Policy gradient tends to use stochastic policy, let agent to choose an action by sampling from action probility distribution, which conbine exploration and exploitation.

### **Terminology of policy gradient**

* $\pi_{\theta}$ is a policy with parameter set $\theta$, usualy $\theta$ represent the weights of neural network that model the policy.

* $\tau$ represents a trajectory which refers to a state set from initial state to terminal state.

* $J(\theta)$ represents the expected return when following the policy $\pi_{\theta}$. This is also an obective function for policy gradien ascent.

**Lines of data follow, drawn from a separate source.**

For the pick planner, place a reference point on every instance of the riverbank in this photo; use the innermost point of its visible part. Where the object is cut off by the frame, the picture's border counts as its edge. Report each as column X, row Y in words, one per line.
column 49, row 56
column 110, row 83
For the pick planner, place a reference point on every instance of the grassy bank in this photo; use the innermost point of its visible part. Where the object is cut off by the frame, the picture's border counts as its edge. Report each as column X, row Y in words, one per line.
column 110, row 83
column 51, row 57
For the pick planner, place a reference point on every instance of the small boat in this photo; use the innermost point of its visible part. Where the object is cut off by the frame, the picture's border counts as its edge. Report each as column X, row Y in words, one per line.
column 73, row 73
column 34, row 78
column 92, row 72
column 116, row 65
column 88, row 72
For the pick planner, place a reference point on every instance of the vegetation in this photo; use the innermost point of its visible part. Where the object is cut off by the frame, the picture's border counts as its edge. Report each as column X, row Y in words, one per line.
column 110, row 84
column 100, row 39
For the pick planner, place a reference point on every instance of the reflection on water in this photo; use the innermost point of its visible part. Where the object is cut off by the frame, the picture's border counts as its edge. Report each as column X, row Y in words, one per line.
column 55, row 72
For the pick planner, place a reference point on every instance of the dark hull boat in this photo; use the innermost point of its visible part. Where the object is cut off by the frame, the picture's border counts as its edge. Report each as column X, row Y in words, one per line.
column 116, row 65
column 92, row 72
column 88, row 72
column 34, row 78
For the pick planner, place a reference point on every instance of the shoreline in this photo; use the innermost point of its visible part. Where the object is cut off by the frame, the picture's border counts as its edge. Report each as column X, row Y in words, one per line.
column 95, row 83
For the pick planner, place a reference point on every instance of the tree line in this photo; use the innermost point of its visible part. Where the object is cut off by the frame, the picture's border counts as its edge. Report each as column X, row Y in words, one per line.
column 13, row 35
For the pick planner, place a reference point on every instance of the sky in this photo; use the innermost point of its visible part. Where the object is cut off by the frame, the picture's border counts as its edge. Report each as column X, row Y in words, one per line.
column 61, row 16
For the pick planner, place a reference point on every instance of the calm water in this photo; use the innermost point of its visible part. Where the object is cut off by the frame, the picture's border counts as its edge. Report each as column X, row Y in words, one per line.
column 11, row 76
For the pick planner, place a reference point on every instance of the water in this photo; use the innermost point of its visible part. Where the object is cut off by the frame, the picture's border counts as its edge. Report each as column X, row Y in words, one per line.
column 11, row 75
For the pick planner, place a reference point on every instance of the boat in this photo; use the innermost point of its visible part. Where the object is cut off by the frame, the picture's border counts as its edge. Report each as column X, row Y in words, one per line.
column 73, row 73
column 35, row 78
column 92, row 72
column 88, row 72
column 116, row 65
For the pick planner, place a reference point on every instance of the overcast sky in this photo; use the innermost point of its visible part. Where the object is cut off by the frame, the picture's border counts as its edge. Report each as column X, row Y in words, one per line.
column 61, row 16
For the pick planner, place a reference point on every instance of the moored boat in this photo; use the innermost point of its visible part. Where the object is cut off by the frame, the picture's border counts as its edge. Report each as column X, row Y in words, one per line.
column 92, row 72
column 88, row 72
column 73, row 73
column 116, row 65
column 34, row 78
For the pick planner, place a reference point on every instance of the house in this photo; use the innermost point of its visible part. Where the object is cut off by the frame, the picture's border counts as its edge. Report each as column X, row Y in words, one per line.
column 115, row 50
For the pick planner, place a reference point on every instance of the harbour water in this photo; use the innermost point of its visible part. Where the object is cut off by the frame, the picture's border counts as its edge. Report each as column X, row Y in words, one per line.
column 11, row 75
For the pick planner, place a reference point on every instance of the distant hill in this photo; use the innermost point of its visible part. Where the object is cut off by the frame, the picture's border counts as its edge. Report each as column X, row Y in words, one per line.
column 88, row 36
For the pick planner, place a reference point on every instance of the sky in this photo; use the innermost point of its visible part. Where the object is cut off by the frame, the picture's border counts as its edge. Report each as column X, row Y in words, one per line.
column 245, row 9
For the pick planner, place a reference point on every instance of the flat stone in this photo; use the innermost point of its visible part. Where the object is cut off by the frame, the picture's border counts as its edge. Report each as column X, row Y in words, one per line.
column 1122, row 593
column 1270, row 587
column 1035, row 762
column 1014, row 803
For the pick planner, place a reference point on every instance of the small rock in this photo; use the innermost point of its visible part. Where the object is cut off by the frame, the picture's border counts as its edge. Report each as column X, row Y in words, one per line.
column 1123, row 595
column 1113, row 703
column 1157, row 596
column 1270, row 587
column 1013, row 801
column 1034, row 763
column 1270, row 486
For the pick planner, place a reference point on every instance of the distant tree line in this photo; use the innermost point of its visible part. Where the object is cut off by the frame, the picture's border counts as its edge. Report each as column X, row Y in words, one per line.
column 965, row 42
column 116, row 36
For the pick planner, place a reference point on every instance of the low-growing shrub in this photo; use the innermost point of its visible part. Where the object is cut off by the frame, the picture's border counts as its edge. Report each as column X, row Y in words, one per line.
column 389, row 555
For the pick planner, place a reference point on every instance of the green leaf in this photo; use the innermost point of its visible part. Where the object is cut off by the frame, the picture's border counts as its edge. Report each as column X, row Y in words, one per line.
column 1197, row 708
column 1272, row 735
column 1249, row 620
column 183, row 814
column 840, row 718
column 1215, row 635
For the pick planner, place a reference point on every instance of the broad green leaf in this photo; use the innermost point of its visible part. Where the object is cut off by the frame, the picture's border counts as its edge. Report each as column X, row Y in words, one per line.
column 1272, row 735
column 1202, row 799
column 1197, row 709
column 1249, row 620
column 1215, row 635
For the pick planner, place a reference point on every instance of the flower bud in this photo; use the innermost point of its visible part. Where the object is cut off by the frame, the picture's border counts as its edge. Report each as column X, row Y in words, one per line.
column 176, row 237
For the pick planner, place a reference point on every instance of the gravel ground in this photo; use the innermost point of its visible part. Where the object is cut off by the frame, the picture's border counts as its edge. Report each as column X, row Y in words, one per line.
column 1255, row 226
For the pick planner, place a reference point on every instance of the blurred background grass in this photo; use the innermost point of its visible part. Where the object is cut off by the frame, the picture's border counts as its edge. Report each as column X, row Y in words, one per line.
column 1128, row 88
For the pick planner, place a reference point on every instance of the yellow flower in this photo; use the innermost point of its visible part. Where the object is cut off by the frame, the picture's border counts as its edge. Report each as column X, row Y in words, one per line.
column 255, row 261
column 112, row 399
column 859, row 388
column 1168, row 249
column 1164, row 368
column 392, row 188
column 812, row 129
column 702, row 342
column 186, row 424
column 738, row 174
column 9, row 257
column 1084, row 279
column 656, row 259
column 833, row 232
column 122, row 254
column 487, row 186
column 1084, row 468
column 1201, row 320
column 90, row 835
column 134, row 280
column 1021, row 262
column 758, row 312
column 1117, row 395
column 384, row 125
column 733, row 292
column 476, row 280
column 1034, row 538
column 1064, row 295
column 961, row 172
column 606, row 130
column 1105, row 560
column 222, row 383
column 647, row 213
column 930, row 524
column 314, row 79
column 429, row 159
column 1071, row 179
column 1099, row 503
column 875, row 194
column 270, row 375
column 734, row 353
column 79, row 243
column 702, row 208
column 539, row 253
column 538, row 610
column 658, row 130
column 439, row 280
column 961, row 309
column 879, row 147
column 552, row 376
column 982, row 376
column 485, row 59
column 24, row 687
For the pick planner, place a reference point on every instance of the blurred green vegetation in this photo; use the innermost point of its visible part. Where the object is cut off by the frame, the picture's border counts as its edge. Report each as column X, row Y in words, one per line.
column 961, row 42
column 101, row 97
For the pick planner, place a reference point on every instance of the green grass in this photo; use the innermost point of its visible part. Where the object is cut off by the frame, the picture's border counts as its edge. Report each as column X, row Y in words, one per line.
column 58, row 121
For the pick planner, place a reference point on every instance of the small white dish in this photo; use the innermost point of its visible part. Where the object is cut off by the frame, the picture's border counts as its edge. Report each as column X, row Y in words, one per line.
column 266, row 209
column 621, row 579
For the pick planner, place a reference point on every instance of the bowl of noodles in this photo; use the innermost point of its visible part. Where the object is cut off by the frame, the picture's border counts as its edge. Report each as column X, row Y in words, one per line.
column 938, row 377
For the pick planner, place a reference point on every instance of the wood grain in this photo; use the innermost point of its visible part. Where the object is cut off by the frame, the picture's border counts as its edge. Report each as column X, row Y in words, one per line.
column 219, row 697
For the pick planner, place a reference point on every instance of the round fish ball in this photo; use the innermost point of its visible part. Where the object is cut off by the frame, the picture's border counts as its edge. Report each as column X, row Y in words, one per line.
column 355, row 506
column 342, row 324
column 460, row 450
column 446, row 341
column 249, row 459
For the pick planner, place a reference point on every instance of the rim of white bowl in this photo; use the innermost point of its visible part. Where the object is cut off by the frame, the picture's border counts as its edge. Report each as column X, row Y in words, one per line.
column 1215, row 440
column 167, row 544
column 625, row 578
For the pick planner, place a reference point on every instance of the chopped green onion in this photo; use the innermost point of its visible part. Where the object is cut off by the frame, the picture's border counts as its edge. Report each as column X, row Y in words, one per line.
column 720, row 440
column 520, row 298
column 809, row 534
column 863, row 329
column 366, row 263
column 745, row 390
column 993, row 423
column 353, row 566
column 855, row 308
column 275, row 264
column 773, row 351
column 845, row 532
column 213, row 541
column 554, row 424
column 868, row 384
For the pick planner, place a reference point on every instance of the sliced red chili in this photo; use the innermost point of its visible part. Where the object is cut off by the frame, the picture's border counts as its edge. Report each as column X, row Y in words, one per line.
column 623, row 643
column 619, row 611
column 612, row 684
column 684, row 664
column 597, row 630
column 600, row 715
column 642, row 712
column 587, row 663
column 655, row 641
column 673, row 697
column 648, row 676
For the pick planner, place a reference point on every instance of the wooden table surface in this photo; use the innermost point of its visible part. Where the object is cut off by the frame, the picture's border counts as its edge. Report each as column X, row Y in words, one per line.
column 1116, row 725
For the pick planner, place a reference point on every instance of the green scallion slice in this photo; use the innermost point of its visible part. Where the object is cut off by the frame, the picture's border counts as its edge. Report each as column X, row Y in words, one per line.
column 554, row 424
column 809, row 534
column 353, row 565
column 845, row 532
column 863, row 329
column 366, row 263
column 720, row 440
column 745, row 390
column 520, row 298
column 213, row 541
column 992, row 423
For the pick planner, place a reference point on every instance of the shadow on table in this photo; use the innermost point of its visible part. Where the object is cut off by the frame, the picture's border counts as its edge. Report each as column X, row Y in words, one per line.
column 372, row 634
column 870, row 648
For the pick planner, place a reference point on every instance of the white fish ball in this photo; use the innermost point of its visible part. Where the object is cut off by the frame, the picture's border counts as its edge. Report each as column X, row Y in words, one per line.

* $R(\tau)$ refers to the total reward over trajectory $\tau$.

## **Policy update**

As mentioned in above part, we can get a function like,     

$$J(\theta)=E_{\tau\sim\pi_{\theta}}[R(\tau)]=E_{\tau\sim\pi_{\theta}}[\sum_{t=1}^{T}r(s_t,a_t)]$$

Assumed that there are $N$ sampled trajectory, the objective function can be expressed as,  

$$J(\theta)=E_{\tau\sim\pi_{\theta}}[\sum_{t=1}^{T}r(s_t,a_t)]\approx\frac{1}{N}\sum_{i=1}^{N}\sum_{t=1}^{T}r(s_t,a_t)$$

The goal of polcy update is to finc the opimal parameters $\theta$,   

$$\theta^{*}=\text{arg}\max_{\theta}E_{\tau\sim\pi_{\theta}}[\sum_{t=1}^{T}r(s_t,a_t)]$$

To optimize the objective function, we need get the differential of the objective function with respect to $\theta$   

$$\nabla_{\theta}J(\theta)=\nabla_{\theta}E_{\tau\sim\pi_{\theta}}[\sum_{t=1}^{T}r(s_t,a_t)]$$

And the expected return can be expressed as $\sum_{\tau}P(\tau|\theta)R(\tau)$ for discrete case, and $\int_{\tau}P(\tau|\theta)R(\tau)$ for continuous case, so the differential of the objective function can be rewritten as,   

$$\nabla_{\theta}J(\theta)=\nabla_{\theta}\sum_{\tau}P(\tau|\theta)R(\tau)$$  
or  
$$\nabla_{\theta}J(\theta)=\nabla_{\theta}\int_{\tau}P(\tau|\theta)R(\tau)$$

If breaking down the probability of a trajectory into the transition from inital state to terminal state, we can get the following equation,  

$$P(\tau|\theta)=\rho_0(s_0)\prod_{t=1}^{T}P(s_{t+1}|s_t,a_t)\pi_{\theta}(a_t|s_t)$$

For simplier calculation, we take the logarithm on both sides of the above equation,    

$$\log(P(\tau|\theta))=\log{\rho_0(s_0)}+\sum_{t=1}^{T}[\log(P(s_{t+1}|s_t,a_t))+\log(\pi_{\theta}(a_t|s_t))]$$

$$\nabla_{\theta}\log(P(\tau|\theta))=\nabla_{\theta}\log{\rho_0(s_0)}+\nabla_{\theta}\sum_{t=1}^{T}[\log(P(s_{t+1}|s_t,a_t))+\log(\pi_{\theta}(a_t|s_t))]$$

$$\nabla_{\theta}\log(P(\tau|\theta))=\nabla_{\theta}\sum_{t=1}^{T}[\log(\pi_{\theta}(a_t|s_t))]$$

So the differential of objective function can be rewritten again as,    

$$\nabla_{\theta}J(\theta)=E_{\tau\sim\pi_{\theta}}[(\sum_{t=1}^{T}\nabla_{\theta}log(\pi_{\theta}(a_t|s_t)))(\sum_{t=1}^{T}r(s_t,a_t))]\approx\frac{1}{N}\sum_{i=1}^{N}[\sum_{t=1}^{T}\nabla_{\theta}log(\pi_{\theta}(a_t|s_t))]{\sum_{t=1}^{T}r(s_t,a_t)}$$

With the differntial of objective funtion, we can update policy parameters $\theta$ by, 

$$\theta_{t+1} \leftarrow \theta_{t}+\alpha\nabla_{\theta}J(\pi_{\theta})|_{\theta_{t}}$$


where $t$ is iteration count, $\alpha$ is learning rate.